2845 rows × 2 columns

As with PCA and multidimensional scaling, these measurements can be used to reduce the feature space in a subsequent predictive model. But to understand the meaning of these indices, we can generate the measurements that are associated with every category, and we can plot these points. To generate this graph, use the .plot_coordinates() method:

ax = mca.plot_coordinates(
     X=anes_cat,
     ax=None,
     figsize=(12, 12),
     show_row_points=False,
     row_points_size=10,
     show_row_labels=False,
     show_column_points=True,
     column_points_size=30,
     show_column_labels=True,
     legend_n_cols=1
 )
_images/357f448f4399a01d9f294516afb2c400dcc8216669756ae2c24ac67bed225f3c.png

To see the values directly, use the .column_coordinates() method. Here we can sort the column coordinates by the first dimension:

mca.column_coordinates(anes_cat).sort_values(0)
0 1
forgive_loans_Favor a great deal -1.016875 -0.948424
free_college_Favor a great deal -1.014847 -0.968491
ideology_Liberal -0.976584 -0.538803
vote16_Hillary Clinton -0.920940 -0.321173
partyID_Democrat -0.886805 -0.179326
... ... ...
vote16_Donald Trump 1.015532 -0.148587
universal_income_Oppose a great deal 1.030309 -0.274426
forgive_loans_Oppose a great deal 1.031305 -0.277160
confecon_Not at all worried 1.038713 -0.219560
free_college_Oppose a great deal 1.063889 -0.278380

61 rows × 2 columns

On one end of the spectrum of the first latent feature we have categories for liberal ideology, voting for Hillary Clinton in 2016, identifying as a Democrat, and supporting free college and educational loan forgiveness a great deal. On the other end we have categories for voting for Trump in 2016, no worry about the economy, and a great deal of opposition to free college, loan forgiveness, and universal basic income. This first latent feature appears to be the left-right ideological dimension.

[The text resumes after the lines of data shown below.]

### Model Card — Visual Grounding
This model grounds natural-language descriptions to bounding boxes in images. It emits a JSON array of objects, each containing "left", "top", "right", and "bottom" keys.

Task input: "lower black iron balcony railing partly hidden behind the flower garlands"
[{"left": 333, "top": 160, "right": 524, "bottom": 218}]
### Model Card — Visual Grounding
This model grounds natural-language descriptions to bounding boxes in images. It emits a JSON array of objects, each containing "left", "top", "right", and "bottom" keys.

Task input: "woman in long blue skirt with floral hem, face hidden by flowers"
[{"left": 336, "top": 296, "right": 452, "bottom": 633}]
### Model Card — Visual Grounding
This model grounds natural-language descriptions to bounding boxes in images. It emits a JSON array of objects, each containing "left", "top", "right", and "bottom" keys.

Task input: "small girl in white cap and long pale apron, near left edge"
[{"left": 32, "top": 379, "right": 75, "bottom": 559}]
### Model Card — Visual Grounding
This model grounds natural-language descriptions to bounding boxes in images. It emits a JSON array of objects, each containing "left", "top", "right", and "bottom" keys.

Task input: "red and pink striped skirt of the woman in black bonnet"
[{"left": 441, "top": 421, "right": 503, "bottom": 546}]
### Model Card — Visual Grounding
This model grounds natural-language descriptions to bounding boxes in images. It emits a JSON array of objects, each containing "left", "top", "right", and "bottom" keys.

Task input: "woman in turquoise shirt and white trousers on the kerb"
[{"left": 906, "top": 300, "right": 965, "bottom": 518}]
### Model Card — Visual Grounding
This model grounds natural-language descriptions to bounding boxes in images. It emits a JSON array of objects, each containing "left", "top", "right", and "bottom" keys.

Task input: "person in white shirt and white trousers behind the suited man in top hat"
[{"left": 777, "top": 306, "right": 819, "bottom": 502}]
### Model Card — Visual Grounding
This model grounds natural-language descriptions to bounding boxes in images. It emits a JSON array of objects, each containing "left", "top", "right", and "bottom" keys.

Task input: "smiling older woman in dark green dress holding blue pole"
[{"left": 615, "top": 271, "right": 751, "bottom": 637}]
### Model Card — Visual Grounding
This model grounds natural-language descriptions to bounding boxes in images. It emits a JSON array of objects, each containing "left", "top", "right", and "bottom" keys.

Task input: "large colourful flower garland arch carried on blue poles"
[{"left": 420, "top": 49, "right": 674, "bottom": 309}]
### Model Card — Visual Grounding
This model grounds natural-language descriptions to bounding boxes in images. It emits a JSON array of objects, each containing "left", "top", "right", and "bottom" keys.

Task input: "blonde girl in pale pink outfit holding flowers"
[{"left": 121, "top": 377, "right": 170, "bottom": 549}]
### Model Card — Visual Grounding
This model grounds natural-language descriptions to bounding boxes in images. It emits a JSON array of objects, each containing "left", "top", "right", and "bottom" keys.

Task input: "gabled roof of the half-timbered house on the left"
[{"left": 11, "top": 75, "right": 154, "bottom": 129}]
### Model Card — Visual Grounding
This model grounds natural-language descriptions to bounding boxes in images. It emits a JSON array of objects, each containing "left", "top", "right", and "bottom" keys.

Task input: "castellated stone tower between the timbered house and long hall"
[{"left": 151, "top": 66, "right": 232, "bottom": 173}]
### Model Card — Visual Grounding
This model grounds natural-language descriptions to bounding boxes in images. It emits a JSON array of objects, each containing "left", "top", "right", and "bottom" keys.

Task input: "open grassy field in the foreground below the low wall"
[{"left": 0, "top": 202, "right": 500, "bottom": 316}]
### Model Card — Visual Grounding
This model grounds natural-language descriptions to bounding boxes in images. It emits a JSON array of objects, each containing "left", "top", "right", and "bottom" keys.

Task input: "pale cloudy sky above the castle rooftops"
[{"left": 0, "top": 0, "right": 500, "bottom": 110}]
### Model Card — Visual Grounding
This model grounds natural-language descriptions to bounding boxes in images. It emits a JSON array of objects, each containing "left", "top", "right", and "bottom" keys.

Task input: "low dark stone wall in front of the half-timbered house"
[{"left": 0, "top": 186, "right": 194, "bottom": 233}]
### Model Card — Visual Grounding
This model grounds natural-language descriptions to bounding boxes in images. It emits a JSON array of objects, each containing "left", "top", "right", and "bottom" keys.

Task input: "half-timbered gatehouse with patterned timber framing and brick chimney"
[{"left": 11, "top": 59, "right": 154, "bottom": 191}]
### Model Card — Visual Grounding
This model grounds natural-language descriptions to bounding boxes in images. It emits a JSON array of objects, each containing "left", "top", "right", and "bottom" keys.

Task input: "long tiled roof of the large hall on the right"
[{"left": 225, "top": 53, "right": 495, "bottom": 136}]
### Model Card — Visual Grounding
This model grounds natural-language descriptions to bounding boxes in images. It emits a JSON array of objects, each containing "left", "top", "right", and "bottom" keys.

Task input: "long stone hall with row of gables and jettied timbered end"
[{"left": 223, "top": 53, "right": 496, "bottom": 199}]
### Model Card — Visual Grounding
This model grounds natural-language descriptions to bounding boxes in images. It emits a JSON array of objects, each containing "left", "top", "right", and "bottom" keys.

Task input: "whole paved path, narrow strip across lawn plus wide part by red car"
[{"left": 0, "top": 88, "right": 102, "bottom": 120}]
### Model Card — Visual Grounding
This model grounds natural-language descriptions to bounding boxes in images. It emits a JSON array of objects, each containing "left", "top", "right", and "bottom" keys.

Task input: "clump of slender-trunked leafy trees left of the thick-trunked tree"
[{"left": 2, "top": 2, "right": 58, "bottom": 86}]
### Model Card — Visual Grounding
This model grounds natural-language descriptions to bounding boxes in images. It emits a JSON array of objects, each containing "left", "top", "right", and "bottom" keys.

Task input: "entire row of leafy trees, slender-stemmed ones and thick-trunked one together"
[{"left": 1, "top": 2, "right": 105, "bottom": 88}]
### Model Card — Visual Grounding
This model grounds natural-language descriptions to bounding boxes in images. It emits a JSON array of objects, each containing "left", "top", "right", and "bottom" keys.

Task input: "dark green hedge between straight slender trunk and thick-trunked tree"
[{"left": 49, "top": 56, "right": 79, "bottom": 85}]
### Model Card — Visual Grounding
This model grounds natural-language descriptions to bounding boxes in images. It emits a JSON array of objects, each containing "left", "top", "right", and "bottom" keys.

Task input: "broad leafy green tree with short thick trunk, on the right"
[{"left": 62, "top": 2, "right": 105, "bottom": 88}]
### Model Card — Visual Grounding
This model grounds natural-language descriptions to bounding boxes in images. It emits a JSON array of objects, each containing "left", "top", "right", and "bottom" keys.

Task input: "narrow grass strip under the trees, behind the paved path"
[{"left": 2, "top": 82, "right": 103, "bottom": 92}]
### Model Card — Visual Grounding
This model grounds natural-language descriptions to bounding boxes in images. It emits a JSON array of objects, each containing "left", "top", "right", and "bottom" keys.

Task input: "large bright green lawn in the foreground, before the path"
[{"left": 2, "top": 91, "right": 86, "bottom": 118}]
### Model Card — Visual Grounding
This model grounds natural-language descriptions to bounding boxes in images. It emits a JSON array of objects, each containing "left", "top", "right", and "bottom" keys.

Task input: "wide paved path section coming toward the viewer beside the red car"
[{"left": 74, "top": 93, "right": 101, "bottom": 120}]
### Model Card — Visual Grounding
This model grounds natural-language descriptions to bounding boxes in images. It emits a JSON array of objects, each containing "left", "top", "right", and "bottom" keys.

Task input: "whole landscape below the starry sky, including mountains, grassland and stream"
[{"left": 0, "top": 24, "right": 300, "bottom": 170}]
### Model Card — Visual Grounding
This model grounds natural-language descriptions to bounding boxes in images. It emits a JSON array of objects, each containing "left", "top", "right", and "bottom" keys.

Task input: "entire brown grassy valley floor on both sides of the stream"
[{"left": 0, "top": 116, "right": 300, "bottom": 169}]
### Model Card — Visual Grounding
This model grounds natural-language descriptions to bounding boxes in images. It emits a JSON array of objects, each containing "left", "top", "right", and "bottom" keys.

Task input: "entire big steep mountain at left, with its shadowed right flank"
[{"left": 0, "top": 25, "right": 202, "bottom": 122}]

To understand the meaning of the second feature, we sort by the next column:

mca.column_coordinates(anes_cat).sort_values(1)
0 1
free_college_Favor a great deal -1.014847 -0.968491
forgive_loans_Favor a great deal -1.016875 -0.948424
universal_income_Favor a great deal -0.844009 -0.786340
confecon_Extremely worried -0.801452 -0.561893
ideology_Liberal -0.976584 -0.538803
... ... ...
universal_income_Neither favor nor oppose -0.468033 0.943652
vote16_Did not vote -0.305585 1.122217
forgive_loans_Neither favor nor oppose -0.357096 1.485278
free_college_Neither favor nor oppose -0.369833 1.552572
vote_Probably will not vote -0.414181 1.903506

61 rows × 2 columns

On one end of this scale we have positions that do not take a position: did not vote in 2016, probably will not vote in 2020, and neither favor nor oppose universal basic income, loan forgiveness, and free college. This second latent feature appears to measure voter apathy.